Мы закивали в согласии, словно Миша должен был знать все подробности. Усмехнувшись, тот глотнул пива и, достав яркий розовый блокнот, открыл первую страницу.
34
В начале октября тысяча девятьсот девяносто первого года в Ближневехи пришло бабье лето. Солнце вышло из-за хмурых туч и засияло с новой силой. Пожелтевшие деревья, чьи листья ещё не успел унести ветер, окрасили окружающую действительность яркими цветами.
Елизавета Михайловна Рукосуева ещё с вечера приготовила приятное летнее платье, в котором чуть позже пяти утра отправилась в Аксентис. Она прошла мимо школы, с входных дверей которой в тот момент уборщица снимала навесной замок. Белые колонны, от которых сейчас в роще остались лишь невысокие основания, уже тогда начали трескаться. Она оставила здание позади и пошла дальше под сенью высоких берёз.
Вскоре показалось Остовино, дорога через которое петляла мимо аккуратных домиков, выкрашенных в свежие, яркие цвета. Белые наличники, казалось, красили ежегодно - так хорошо они выглядели. Старушки выгоняли коров на выпас, им в этом помогали суровые дворняги. Стоял лай и шум домашней возни.
Дорогу на поле размочил дождь, она была скользкой и грязной.
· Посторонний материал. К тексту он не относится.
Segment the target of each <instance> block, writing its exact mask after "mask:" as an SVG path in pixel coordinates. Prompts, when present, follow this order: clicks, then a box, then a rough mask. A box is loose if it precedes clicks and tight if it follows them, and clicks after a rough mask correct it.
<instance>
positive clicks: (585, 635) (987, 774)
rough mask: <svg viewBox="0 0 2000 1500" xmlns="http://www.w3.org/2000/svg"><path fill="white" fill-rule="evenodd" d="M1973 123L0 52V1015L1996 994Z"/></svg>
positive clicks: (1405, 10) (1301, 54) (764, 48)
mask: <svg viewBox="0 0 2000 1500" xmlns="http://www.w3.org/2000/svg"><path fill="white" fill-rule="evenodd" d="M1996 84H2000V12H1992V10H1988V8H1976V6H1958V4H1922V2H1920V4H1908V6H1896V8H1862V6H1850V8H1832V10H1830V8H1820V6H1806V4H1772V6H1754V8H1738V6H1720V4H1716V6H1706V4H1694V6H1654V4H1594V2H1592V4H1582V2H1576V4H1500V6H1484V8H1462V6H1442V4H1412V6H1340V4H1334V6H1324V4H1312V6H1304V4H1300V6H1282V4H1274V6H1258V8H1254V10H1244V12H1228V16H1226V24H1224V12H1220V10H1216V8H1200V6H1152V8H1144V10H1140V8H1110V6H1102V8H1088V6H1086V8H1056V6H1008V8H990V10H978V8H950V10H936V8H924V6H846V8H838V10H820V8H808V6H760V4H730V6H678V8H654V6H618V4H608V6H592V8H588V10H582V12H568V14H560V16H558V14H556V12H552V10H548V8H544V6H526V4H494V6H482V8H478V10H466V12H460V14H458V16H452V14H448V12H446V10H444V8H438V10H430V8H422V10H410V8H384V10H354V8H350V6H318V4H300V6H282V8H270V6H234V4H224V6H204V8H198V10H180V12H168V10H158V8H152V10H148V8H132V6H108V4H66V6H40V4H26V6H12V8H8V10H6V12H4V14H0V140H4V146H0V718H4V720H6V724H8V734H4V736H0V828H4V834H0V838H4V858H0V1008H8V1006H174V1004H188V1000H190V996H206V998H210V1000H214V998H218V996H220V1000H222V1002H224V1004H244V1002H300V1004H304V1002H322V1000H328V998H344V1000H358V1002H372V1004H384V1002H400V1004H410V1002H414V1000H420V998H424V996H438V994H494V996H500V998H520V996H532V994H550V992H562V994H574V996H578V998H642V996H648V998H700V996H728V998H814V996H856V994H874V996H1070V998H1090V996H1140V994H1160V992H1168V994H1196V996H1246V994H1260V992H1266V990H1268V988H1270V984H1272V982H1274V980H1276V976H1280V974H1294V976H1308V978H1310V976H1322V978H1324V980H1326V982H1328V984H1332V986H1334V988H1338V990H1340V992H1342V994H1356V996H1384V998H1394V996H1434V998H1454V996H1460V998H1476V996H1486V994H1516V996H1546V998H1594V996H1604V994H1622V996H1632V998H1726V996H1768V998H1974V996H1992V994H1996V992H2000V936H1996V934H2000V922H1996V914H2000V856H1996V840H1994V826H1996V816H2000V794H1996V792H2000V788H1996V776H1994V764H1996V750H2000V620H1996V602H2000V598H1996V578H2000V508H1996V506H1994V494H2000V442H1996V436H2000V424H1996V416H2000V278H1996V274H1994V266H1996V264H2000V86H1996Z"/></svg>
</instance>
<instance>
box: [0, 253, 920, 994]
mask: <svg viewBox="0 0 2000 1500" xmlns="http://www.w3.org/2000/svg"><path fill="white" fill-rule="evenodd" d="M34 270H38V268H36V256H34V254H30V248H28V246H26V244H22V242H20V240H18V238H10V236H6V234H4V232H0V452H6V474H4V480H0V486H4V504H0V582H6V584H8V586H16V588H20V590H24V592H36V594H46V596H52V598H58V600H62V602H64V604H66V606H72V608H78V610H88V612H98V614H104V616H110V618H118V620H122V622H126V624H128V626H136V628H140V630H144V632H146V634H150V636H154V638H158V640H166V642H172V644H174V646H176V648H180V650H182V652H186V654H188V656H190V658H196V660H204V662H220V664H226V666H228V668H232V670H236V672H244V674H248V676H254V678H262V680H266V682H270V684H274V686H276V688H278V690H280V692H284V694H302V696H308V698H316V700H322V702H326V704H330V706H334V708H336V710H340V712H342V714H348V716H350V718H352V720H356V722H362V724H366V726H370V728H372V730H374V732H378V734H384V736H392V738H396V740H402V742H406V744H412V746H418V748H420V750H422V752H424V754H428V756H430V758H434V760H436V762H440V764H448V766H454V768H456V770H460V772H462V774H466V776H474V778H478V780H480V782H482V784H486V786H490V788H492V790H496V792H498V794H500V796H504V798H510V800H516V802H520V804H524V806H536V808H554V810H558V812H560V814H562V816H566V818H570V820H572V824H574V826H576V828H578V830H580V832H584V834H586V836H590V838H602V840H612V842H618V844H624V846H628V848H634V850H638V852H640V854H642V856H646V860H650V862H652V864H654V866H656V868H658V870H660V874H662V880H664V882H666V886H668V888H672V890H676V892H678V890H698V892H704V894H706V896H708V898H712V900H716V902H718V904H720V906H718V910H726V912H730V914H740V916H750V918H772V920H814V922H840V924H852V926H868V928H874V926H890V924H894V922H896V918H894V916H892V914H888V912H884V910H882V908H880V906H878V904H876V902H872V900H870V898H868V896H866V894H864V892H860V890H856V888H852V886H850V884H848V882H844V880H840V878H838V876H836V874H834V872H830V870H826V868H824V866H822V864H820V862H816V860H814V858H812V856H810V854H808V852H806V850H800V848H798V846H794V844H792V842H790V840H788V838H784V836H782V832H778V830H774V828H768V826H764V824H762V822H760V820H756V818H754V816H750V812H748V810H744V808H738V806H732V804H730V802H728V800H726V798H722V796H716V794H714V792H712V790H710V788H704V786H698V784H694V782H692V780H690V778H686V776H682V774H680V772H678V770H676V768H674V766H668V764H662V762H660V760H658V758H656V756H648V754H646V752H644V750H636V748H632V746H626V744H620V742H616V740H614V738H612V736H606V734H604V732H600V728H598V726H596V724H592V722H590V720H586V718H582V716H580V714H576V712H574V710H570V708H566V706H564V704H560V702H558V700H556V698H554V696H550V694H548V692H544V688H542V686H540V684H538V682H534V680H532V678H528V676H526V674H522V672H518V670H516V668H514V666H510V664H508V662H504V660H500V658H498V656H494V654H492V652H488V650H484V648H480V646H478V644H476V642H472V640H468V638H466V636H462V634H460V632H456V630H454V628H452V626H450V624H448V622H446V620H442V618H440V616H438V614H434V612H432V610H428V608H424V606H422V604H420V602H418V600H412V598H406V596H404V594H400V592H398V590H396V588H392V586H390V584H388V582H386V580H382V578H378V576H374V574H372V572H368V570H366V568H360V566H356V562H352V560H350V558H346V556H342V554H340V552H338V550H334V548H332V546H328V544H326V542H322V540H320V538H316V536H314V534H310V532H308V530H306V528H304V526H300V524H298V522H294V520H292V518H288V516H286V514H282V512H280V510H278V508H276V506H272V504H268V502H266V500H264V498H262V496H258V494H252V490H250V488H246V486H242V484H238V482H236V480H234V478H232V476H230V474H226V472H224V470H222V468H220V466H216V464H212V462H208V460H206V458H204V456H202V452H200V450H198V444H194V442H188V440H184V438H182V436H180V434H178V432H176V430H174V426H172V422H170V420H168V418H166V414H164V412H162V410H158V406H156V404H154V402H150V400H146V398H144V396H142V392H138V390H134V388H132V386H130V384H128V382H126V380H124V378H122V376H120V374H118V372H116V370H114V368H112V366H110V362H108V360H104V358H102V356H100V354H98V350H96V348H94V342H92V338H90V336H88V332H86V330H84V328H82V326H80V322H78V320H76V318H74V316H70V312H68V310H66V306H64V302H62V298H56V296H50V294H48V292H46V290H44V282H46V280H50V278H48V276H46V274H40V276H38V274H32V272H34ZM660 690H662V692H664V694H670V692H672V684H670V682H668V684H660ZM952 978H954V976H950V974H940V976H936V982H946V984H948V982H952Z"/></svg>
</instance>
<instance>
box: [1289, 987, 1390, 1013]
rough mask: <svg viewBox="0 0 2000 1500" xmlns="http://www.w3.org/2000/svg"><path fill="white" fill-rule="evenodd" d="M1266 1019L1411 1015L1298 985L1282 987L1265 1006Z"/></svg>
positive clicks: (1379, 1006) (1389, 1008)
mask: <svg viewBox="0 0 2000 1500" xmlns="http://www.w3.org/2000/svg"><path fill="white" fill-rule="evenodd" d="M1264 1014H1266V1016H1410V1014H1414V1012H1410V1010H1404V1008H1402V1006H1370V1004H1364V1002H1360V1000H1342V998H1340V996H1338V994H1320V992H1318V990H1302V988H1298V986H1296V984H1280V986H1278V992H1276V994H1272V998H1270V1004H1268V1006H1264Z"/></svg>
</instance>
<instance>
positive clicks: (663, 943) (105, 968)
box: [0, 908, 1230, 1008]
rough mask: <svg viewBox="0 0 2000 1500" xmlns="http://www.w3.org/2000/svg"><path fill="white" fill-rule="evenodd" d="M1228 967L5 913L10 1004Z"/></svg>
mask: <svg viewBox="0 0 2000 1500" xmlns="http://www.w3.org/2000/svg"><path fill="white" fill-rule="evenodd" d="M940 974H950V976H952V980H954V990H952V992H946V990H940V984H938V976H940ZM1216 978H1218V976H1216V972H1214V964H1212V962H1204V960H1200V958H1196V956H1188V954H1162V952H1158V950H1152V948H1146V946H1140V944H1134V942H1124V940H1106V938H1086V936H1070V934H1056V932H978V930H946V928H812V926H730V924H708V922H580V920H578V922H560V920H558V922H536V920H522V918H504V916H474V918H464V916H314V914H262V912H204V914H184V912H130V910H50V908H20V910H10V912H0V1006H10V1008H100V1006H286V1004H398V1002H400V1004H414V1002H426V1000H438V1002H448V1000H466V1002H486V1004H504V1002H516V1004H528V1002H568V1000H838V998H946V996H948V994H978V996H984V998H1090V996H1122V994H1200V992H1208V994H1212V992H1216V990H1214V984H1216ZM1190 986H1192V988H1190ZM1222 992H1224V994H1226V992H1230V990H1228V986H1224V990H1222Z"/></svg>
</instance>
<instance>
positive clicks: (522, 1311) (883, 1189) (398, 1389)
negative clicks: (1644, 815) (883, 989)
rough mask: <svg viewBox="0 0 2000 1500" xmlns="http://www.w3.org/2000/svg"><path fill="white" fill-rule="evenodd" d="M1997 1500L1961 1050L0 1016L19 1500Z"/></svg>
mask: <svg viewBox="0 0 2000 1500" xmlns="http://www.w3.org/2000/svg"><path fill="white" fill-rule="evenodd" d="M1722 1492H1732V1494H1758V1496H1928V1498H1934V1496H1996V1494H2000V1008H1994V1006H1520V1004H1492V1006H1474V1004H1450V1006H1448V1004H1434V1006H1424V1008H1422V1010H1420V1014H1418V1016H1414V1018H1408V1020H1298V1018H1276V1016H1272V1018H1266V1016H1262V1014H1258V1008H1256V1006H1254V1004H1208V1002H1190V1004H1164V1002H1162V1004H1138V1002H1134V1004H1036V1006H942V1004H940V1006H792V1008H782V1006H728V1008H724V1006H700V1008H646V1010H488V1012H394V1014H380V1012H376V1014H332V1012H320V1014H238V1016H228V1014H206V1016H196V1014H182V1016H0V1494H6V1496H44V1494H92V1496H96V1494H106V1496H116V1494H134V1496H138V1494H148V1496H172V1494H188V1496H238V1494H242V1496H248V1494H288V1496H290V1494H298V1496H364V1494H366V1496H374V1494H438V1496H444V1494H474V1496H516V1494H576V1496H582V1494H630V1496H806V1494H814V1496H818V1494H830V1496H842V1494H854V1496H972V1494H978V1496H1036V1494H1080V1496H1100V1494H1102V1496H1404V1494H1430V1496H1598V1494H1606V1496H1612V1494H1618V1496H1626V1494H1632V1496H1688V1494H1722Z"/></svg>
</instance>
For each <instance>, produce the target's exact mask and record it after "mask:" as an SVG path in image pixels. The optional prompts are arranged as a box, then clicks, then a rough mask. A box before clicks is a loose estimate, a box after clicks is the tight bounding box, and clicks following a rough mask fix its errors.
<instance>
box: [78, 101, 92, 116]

Елизавета Михайловна пошла по траве в надежде оставить туфли чистыми, но затея провалилась. Она вышла на пустынную площадь Аксентиса, усиленно шаркая по потрескавшемуся асфальту.
К тому моменту перед стеклянными дверями промтоварного магазина - стильного здания с косой крышей, отделанного сверкающим алюминием, - уже выстроилась внушительная очередь. Такое же количество людей столпилось около покосившейся жёлтой остановки в ожидании пятьсот девятого автобуса маршрута Аксентис - Городец.